[Numpy-discussion] Vectorizing code, for loops, and all that

Mon Oct 2 19:49:52 EDT 2006

Travis Oliphant wrote:
> Albert Strasheim wrote:
>
>   
>> In [571]: x1 = N.random.randn(2000,39)
>>
>> In [572]: y1 = N.random.randn(64,39)
>>
>> In [574]: %timeit z1=x1[...,N.newaxis,...]-y1 10 loops, best of 3: 703 ms
>> per loop
>>
>> In [575]: z1.shape
>> Out[575]: (2000, 64, 39)
>>
>> As far as I can figure, this operation is doing 2000*64*39 subtractions.
>> Doing this straight up yields the following:
>>
>> In [576]: x2 = N.random.randn(2000,64,39)
>>
>> In [577]: y2 = N.random.randn(2000,64,39)
>>
>> In [578]: %timeit z2 = x2-y2
>> 10 loops, best of 3: 108 ms per loop
>>
>> Does anybody have any ideas on why this is so much faster? Hopefully I
>> didn't mess up somewhere...
>>  
>>
>>     
>
> I suspect I know why, although the difference seems rather large.  There 
> is code optimization that is being taken advantage of in the second 
> case.  If you have contiguous arrays (no broadcasting needed), then 1 
> C-loop is used for the subtraction (your second case).
>
> In the first case you are using broadcasting to generate the larger 
> array.  This requires more complicated looping constructs under the 
> covers which causes your overhead.  Bascially, you will have 64*39 1-d 
> loops of 2000 elements each in the first example with a bit of 
> calculation over-head to reset the pointers before each loop.
>
> In the ufunc code, compare the ONE_UFUNCLOOP case with the 
> NOBUFFER_UFUNCLOOP case.  If you want to be sure what is running 
> un-comment the fprintf statements so you can tell.
>
> I'm surprised the overhead of adjusting pointers is so high, but then 
> again you are probably getting a lot of cache misses in the first case 
> so there is more to it than that, the loops may run more slowly too.
>
>   
I suspect that Travis is basically right about why your simple 
subtraction runs much faster than your test case.

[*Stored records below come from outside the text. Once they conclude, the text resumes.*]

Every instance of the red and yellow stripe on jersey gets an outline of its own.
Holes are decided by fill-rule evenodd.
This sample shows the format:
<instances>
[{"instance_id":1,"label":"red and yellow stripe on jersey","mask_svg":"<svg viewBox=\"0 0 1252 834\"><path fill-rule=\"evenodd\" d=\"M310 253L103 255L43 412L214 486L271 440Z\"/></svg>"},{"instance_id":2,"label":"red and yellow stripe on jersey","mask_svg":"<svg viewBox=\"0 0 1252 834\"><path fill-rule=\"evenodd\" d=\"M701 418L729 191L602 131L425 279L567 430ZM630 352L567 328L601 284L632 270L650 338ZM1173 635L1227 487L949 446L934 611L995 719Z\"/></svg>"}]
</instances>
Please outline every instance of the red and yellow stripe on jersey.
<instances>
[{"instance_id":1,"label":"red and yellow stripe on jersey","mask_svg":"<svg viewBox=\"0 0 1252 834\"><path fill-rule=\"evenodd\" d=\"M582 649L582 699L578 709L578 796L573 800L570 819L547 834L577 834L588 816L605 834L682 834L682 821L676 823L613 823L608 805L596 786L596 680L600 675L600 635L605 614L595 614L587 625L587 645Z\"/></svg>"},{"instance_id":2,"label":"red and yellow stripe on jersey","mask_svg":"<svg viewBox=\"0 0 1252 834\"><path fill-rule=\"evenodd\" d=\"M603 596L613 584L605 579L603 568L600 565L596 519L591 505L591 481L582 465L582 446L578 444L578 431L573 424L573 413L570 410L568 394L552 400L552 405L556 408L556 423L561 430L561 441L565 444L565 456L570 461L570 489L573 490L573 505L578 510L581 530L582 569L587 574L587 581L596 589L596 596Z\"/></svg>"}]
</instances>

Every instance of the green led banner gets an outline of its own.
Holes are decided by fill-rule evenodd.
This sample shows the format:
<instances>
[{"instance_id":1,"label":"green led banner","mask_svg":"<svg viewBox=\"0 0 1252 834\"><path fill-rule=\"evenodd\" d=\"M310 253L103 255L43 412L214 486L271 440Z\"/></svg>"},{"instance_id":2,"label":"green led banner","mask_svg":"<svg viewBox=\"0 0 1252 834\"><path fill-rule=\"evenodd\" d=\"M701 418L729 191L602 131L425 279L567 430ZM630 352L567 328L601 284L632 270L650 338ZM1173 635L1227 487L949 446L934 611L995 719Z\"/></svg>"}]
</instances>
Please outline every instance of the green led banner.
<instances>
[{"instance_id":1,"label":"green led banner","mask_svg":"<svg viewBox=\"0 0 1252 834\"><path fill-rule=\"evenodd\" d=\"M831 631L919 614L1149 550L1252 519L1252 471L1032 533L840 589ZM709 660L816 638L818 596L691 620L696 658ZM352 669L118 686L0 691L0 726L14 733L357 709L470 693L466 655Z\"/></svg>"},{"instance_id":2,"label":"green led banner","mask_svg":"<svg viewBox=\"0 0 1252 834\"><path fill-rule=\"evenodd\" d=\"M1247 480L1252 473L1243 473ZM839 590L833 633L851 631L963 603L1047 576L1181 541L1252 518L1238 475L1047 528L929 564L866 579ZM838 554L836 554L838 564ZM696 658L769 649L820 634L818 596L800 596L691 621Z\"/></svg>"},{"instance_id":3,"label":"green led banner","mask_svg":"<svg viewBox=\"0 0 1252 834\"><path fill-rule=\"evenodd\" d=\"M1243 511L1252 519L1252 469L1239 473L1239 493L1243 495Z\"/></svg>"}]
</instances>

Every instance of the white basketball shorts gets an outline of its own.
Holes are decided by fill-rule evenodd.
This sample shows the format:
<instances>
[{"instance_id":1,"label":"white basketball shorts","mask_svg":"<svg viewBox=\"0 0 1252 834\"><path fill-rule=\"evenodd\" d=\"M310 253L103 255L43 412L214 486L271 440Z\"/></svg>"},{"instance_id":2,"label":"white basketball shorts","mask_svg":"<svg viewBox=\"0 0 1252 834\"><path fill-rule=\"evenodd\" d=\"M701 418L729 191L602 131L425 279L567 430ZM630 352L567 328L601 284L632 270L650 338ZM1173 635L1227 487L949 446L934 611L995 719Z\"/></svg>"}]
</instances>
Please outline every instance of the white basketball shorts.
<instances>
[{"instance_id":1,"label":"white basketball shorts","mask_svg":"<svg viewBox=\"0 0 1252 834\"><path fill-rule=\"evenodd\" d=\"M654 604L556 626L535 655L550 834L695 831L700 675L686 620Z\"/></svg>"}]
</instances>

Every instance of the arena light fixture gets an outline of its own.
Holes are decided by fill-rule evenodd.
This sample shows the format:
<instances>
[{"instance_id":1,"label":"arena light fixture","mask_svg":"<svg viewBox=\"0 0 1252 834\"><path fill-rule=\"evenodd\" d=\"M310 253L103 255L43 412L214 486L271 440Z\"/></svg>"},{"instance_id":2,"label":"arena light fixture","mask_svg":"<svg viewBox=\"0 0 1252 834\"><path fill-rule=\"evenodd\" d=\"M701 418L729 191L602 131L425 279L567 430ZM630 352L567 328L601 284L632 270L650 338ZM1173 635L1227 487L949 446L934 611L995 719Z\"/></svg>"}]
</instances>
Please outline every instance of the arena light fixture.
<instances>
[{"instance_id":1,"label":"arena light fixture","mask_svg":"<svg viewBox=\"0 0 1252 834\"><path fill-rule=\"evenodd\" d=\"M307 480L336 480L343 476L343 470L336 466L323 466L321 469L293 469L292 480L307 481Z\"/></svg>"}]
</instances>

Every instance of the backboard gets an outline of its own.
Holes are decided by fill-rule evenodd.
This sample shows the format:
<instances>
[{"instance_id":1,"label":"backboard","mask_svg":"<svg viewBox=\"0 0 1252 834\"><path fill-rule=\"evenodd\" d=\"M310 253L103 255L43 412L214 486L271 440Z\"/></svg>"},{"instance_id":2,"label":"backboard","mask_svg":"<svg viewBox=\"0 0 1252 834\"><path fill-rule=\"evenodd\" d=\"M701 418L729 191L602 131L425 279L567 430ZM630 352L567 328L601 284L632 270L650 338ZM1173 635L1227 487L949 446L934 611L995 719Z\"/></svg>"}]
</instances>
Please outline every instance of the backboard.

However, that doesn't mean you can't do better than at present. When 
dealing with large, multidimensional arrays my experience has been that 
unrolling all of the for loops is frequently counterproductive. I chalk 
this up to two factors: first that you tend to end up generating large 
temporary arrays and this in turn leads to cache misses. Second, you 
loose flexibility in how you perform the calculation, which in turns 
limits other possible explanations.

I just spent a while playing with this, and assuming I've correctly 
translated your original intent I've come up with two alternative, 
looping versions that run, respectively 2 and 3 times faster. I've a 
feeling that kmean3, the fastest one, still has a little more room to be 
sped up, but I'm out of time now. Code is below

-tim

import numpy as N

data = N.random.randn(2000, 39)

def kmean0(data):
    nclusters = 64
    code = data[0:nclusters,:]
    return N.sum((data[...,N.newaxis,...]-code)**2, 2).argmin(axis=1)

def kmean1(data):
    nclusters = 64
    code = data[0:nclusters,:]
    z = data[:,N.newaxis,:]
    z = z-code
    z = z**2
    z = N.sum(z, 2)
    return z.argmin(axis=1)

def kmean2(data):
    nclusters = 64
    naxes = data.shape[-1]
    code = data[0:nclusters,:]
    data = data[:, N.newaxis]
    allz = N.zeros([len(data)])
    for i, x in enumerate(data):
        z = (x - code)
        z **= 2
        allz[i] = z.sum(-1).argmin(0)
    return allz

def kmean3(data):
    nclusters = 64
    naxes = data.shape[-1]
    code = data[0:nclusters]
    totals = N.zeros([nclusters, len(data)], float)
    transdata = data.transpose().copy()
    for cluster, tot in zip(code, totals):
        for di, ci in zip(transdata, cluster):
            delta = di - ci
            delta **=2
            tot += delta
    return totals.argmin(axis=0)

if __name__ == '__main__':
    assert N.alltrue(kmean0(data) == kmean1(data))
    assert N.alltrue(kmean0(data) == kmean2(data))
    assert N.alltrue(kmean0(data) == kmean3(data))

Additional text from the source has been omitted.